In that respect, Henry does have a point. As recent revelations about the OpenSSL bug (aka. Heartbleed) and the NIST SP800-90 Dual Ec Prng cryptographic program showed, internet security protocols and encryption codes are often vulnerable due to the fact that they have “backdoors” and flaws that can be exploited by those with the right kind of knowledge.
Research analyst Andrew Conway, who works for the Web and messaging security analysis firm CloudMark, also expressed skepticism at the perceived severity of the report. As he put it:
My take is that everything in the story is true. It was presented in the most alarmist possible way. The big misconception is comparing this with something like the Target breach.
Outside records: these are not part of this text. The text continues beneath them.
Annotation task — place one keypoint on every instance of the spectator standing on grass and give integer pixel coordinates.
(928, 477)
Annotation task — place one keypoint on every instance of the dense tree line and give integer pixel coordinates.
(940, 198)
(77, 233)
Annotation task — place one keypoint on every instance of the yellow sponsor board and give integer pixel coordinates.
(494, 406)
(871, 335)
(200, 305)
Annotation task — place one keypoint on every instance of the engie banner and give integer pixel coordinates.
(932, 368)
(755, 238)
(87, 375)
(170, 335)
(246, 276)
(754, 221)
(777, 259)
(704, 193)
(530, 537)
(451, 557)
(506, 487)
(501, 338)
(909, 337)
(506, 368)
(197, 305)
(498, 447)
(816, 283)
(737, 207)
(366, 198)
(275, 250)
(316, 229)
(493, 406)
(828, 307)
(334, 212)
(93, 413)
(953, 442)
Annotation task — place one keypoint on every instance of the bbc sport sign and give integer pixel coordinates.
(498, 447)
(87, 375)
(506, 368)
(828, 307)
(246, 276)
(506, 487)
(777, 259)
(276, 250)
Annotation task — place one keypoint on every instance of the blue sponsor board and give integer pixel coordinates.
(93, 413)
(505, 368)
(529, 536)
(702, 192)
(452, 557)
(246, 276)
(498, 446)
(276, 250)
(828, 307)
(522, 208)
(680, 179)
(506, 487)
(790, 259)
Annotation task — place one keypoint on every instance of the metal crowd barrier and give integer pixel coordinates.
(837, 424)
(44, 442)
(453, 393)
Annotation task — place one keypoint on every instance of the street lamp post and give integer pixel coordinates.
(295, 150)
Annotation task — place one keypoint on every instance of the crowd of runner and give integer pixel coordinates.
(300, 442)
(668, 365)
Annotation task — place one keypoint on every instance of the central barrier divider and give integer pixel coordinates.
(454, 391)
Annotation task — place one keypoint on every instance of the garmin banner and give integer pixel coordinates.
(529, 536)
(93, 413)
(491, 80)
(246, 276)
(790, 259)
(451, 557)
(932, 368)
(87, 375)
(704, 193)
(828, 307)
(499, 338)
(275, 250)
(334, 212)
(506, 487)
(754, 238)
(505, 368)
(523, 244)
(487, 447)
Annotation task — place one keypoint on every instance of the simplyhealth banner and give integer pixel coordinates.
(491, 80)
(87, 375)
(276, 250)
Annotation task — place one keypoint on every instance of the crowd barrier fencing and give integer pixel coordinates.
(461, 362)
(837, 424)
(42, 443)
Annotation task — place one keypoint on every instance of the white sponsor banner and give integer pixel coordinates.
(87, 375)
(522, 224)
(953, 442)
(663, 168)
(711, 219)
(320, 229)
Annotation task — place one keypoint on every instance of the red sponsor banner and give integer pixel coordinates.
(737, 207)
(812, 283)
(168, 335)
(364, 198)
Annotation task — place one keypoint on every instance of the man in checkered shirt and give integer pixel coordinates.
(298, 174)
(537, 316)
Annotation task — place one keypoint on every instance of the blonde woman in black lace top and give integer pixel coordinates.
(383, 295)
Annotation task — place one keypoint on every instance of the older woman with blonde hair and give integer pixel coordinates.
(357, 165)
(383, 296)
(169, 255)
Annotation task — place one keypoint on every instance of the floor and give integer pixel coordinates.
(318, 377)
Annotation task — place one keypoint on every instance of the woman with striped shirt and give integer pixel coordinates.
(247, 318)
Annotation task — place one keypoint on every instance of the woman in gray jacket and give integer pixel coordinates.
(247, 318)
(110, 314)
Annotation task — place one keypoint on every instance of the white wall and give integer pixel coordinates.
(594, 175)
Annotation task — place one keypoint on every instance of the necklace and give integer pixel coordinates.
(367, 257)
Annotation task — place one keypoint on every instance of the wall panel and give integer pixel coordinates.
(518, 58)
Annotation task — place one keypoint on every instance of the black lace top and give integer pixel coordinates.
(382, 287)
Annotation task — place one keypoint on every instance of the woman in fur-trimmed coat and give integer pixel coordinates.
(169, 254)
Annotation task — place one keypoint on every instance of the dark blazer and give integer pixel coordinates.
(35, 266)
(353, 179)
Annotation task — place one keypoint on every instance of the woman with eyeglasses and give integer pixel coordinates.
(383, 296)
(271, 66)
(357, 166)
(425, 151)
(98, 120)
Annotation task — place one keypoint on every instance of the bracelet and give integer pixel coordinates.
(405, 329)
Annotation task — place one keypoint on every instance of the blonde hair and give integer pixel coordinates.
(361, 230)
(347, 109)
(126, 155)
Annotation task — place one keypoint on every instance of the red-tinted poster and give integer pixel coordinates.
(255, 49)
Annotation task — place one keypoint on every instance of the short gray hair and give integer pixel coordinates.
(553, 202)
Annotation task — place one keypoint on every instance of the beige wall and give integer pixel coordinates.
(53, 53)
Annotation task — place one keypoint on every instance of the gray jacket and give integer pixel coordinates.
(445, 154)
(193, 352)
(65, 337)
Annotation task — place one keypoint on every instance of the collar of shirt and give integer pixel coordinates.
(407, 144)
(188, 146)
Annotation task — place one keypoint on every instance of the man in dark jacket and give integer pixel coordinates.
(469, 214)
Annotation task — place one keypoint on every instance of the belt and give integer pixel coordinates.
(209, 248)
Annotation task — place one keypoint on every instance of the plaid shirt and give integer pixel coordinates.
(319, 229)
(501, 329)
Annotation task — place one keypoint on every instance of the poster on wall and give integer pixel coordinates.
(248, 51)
There’s no evidence that any financial data was involved.
A bigger concern to Conway is that SQL injection attacks are still being used at all. SQL injection attacks occur when a short, malicious script is inserted into a database that feeds information to the Web site. And these are one of the easiest coding vulnerabilities to fix, which leads many to conclude that website and domain owners are being far too lax when it comes to security practices.
Interestingly enough, there has also been speculation that this data heist is somehow connected to the ongoing conflict between Russia and the Ukraine. This remains unconfirmed, however, on-the-ground conflicts have been known to contribute to cyberattacks because law enforcement agencies – the traditional enforcers of anti-cybercrime law – are often reluctant to get involved when there are armies involved.
CrowdStrike’s Shawn Henry said that these kinds of cyberattacks, whether simple SQL injections or more advanced attacks, will continue until Russia starts taking cybercrime seriously:
If we had a host government, Russia in this case, that was actively and aggressively pursuing adversaries who are engaged in illegal activity, we’d be in a stronger place… This is not a US problem, this is a global problem [that requires] economic, diplomatic, and civil actions. This is a long term problem with no short term solution.
In the meantime, the best advice is to change your passwords. In fact, until such time as the internet has a single security agency overseeing it, staffed by an international cadre of programmers and cryptographers who are experts in their field, we might want to all consider doing that on a regular basis!